CARACAS – A Organização dos Estados Americanos (OEA) aprovou na terça-feira uma resolução que pede a aplicação da Carta Democrática à Venezuela para suspender o país do organismo multilateral.

A resolução foi aprovada por 19 votos favoráveis e 4 contrários. Onze países se abstiveram, segundo a contagem anunciada pela Presidência da Assembleia-Geral da entidade, que foi transmitida ao vivo pelo organismo em seu site.

O texto aprovado contou com o apoio de países como Brasil, Estados Unidos, Canadá, Chile, Colômbia, México e Peru, que, nos discursos feitos por seus representantes antes de votarem, disseram que a eleição de 20 de maio que reelegeu o presidente venezuelano, Nicolás Maduro, “carece de legitimidade” e descumpriu os padrões internacionais.

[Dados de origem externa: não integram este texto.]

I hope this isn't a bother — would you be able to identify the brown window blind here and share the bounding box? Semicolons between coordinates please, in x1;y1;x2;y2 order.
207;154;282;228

Diante destas alterações das normas democráticas, disseram alguns dos chanceleres na reunião ao explicarem seu respaldo à resolução, se faz necessário realizar uma assembleia para votar a suspensão da Venezuela da entidade, da qual Caracas anunciou em abril de 2017 sua saída, que se concretizará no mesmo mês de 2019.

Ainda não há uma data exata para essa votação.

O vice-presidente dos EUA, Mike Pence, qualificou a decisão como uma “vitória para a liberdade” e acrescentou que seu país estará junto do povo da Venezuela.

“O regime de Maduro reprime seu povo, nega a ajuda humanitária e realiza eleições falsas”, escreveu Pence em sua conta de Twitter.

Após a resolução da OEA, o governo equatoriano, que havia evitado se pronunciar sobre as eleições na Venezuela, propôs realizar uma consulta popular na qual se decida referendar os resultados da votação venezuelana ou convocar um novo processo eleitoral no curto prazo.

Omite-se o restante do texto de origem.